Most likely Yes. There are some servers that offer different video resolutions (quality select) and such servers usually keep separate files for audio and video. This allows for smaller files since they do not repeat the exact same audio data for each separate video file.
For example: Youtube does not keep audio in 1080p videos. You can "tried this with different videos" but still no 1080p file will have audio. Possibly your server/API is doing the same thing.
The simplest way you may have overseen is to use the Internet Browser for loading and playing the video and a screen recorder software capable of recording the screen and the audio not only from microphone, but also from any other sound source as this one used by the video.
In other words trying to write own program in whatever programming language is not necessary to achieve the effect you want and the advantage of this approach is that any video you are able to run in your Internet browser (which usually exceeds the capabilities of single libraries as it combines all of the available ones to provide you with the best Internet experience possible) becomes downloadable as file.

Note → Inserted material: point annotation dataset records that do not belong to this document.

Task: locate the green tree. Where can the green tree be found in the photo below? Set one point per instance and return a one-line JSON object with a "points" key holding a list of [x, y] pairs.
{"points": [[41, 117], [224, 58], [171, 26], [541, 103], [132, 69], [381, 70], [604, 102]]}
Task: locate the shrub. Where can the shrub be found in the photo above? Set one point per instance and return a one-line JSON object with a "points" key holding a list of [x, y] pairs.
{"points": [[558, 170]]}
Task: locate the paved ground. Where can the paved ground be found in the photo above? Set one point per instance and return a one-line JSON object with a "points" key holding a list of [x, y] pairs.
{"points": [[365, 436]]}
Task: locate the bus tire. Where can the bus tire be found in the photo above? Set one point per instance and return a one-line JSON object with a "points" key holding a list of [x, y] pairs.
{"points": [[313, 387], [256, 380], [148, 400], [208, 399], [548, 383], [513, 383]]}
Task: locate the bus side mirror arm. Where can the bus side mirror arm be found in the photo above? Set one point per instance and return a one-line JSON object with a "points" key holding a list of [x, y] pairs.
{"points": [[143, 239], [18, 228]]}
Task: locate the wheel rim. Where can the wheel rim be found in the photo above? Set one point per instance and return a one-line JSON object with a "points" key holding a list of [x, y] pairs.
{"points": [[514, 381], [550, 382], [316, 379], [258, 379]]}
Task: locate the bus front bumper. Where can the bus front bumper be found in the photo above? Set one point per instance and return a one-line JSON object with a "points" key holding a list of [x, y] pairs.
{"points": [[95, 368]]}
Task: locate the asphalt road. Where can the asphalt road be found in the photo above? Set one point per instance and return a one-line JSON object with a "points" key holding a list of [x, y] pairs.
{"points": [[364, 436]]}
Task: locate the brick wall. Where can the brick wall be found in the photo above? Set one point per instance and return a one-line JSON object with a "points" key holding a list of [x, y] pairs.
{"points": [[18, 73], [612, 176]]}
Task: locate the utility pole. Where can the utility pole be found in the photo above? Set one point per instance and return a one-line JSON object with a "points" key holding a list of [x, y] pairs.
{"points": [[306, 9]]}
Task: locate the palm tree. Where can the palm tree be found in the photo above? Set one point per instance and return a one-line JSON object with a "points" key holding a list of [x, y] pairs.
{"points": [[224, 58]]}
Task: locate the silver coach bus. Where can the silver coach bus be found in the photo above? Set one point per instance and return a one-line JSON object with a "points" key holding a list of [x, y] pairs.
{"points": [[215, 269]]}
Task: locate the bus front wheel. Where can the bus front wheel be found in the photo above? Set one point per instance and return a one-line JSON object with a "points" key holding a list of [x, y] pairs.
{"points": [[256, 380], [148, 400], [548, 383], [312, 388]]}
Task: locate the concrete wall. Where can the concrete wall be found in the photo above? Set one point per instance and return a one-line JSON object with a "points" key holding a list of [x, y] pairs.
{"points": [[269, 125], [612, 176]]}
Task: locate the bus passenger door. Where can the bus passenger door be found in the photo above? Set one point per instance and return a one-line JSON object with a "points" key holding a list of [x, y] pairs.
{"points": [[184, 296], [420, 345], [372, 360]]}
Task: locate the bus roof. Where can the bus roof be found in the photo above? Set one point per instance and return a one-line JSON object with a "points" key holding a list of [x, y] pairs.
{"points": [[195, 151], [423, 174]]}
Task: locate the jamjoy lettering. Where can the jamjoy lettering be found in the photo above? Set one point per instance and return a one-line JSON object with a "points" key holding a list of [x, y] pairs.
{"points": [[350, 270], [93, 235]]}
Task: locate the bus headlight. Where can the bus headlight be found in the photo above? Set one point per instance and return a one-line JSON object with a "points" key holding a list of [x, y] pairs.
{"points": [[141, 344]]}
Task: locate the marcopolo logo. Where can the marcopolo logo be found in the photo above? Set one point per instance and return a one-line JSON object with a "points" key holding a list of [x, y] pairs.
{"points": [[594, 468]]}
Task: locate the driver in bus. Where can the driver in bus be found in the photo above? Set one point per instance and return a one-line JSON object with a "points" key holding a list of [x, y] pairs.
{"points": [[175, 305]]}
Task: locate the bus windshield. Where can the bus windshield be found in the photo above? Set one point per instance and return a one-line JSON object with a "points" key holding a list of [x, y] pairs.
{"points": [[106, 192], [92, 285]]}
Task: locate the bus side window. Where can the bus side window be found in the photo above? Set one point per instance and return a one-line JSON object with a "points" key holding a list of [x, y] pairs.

And if you are really in need of automating it ... why not use user input automation software to deliver the key-presses and mouse clicks necessary to make it happen in the way you have tested yourself as successful while doing in manually?
requests
does not have any logic that would allow it to strip video from sound. Use e.g. this link to verify that your code works: sample-videos.com/video321/mp4/720/big_buck_bunny_720p_2mb.mp4 If you can share the actual URL you have problems with, that could help us in resolving this. Or shout if the file from the URL I provided comes without sound.